Hierarchical Control Strategy with Battery Dynamic Consideration for a Dual Fuel Cell/Battery Tramway

Abstract

This paper proposes a hierarchical energy control strategy for a hybrid dual fuel cell/battery tramway, combining online and offline optimization methods while considering the battery’s dynamic behavior. In the upper layer, an online band-pass filter-based extremum-seeking control (BFESC) is employed to estimate the reference power between the dual fuel cell system and battery. In addition, the battery’s dynamic behavior is considered a penalty function of the BFESC to maintain its parameters within the desired boundaries.
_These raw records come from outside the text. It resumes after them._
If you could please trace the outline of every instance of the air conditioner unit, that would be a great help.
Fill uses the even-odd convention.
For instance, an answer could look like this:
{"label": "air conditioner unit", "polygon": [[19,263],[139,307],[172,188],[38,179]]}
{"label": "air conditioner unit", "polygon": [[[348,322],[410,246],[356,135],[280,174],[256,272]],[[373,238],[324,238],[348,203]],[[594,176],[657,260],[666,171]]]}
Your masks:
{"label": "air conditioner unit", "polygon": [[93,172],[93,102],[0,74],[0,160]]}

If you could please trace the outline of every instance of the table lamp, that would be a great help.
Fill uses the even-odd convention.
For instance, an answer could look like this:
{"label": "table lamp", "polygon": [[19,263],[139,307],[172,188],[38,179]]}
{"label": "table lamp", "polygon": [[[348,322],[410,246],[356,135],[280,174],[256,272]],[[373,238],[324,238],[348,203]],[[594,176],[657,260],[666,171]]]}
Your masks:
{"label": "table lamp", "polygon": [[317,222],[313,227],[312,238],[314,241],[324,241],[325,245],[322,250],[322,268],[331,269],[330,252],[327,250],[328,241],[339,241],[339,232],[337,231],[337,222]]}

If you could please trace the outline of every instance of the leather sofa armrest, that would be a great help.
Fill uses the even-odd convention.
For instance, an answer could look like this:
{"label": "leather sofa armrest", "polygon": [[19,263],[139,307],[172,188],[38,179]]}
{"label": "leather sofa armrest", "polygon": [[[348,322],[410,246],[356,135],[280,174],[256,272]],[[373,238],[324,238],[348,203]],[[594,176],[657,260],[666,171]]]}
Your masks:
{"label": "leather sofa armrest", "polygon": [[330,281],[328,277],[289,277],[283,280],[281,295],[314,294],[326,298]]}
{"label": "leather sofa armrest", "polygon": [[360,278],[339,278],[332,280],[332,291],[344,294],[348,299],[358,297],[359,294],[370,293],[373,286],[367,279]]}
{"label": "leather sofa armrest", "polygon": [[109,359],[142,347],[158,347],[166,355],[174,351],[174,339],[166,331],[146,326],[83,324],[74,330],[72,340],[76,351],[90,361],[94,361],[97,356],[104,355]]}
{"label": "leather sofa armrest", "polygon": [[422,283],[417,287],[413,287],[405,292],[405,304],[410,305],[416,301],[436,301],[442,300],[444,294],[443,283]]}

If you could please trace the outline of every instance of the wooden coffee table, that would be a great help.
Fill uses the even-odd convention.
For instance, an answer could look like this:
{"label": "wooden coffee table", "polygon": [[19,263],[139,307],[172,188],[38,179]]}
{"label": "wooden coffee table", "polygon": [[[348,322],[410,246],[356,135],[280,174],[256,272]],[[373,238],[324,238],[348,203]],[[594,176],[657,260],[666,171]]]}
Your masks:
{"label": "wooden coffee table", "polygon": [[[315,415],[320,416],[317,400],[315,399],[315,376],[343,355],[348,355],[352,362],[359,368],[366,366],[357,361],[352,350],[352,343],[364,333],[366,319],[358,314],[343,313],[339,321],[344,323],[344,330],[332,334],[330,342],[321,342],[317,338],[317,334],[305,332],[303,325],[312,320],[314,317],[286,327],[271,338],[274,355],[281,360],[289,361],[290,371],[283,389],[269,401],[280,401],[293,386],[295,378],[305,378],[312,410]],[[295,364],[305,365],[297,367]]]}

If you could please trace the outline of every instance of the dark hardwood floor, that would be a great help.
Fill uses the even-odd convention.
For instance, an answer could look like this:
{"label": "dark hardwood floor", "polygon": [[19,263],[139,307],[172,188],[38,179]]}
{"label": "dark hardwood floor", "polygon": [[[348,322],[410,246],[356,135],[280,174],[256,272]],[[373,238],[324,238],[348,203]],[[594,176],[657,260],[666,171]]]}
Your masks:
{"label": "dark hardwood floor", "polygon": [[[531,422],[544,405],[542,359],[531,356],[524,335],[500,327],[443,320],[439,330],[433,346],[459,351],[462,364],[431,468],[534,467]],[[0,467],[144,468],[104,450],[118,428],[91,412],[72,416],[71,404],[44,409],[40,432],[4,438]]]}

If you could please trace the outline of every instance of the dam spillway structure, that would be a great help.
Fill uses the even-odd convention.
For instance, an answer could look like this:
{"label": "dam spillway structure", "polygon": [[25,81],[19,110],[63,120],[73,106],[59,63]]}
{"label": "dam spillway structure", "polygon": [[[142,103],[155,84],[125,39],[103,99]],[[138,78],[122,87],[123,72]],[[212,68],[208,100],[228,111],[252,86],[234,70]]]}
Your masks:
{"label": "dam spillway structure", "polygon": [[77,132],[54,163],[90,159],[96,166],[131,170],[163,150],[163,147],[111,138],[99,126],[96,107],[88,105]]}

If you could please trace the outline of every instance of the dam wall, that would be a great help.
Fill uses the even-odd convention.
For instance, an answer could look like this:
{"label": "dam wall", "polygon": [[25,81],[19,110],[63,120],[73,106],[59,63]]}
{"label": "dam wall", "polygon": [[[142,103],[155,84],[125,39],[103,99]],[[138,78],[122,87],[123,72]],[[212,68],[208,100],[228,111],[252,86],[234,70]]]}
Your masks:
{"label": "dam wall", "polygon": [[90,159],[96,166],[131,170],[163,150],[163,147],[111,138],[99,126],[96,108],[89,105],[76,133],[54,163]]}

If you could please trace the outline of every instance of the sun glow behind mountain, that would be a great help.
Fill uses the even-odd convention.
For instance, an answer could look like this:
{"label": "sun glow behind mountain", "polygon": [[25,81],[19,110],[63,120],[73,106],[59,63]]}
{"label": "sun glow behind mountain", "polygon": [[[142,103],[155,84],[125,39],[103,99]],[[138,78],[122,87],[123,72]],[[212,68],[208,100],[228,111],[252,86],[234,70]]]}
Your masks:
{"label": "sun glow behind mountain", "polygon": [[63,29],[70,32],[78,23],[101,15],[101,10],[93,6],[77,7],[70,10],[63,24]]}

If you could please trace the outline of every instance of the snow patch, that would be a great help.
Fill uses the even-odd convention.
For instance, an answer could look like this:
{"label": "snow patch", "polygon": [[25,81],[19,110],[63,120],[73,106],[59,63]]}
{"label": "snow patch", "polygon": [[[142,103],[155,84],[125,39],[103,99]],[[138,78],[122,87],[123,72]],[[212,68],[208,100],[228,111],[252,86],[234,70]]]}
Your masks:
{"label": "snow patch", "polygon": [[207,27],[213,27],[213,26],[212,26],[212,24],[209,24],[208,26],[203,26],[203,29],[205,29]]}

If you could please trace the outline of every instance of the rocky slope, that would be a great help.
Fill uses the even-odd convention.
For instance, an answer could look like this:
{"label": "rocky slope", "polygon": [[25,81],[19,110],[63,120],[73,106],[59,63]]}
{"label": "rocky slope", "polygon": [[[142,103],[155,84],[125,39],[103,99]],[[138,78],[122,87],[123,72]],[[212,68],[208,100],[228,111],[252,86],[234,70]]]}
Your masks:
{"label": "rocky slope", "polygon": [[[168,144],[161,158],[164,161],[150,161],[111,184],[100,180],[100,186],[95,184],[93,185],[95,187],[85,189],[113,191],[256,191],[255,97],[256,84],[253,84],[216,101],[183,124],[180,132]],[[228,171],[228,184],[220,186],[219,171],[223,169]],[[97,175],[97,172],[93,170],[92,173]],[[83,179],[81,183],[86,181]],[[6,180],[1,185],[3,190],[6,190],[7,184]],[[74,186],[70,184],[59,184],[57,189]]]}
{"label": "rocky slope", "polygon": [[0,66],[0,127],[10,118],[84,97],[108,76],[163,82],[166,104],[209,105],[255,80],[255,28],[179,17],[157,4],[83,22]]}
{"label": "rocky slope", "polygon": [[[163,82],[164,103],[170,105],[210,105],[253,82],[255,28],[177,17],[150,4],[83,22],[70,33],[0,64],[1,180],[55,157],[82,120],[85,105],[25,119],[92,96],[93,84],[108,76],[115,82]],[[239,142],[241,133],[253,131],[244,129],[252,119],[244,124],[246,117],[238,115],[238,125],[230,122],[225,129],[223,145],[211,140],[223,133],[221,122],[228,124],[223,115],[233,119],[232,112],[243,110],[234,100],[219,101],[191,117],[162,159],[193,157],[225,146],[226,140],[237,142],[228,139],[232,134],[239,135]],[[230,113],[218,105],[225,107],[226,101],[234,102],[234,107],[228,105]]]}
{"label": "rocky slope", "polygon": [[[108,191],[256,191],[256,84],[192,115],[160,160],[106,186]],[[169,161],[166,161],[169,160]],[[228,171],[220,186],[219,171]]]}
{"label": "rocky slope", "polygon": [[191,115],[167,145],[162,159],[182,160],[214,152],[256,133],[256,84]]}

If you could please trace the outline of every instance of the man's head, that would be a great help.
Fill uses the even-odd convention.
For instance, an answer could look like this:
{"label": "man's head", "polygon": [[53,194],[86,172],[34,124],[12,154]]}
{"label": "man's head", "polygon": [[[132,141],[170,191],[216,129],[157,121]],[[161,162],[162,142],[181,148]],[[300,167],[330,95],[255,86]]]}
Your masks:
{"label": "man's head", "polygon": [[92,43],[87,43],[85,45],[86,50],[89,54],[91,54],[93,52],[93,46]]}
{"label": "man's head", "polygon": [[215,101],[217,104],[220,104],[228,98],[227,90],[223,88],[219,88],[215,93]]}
In the middle layer, the power requirement for each fuel cell system is calculated by using an offline method called the map search method. Finally, the fuel cell and battery provide the required power to the DC bus through DC/DC converters, which are controlled by PID controllers in the lower layer. To verify the effectiveness of the proposed control strategy, a simulation model is built in Matlab/Simulink. The results demonstrate that the dual fuel cell/battery system under the control of the proposed energy management strategy (EMS) can operate efficiently while improving the battery’s durability. The efficiency of the fuel cell system when using the proposed EMS was lower than 4% compared with the non-constraint EMS. However, the capacity loss of the battery could improve up to 25.9% in high-current and high-SOC cases.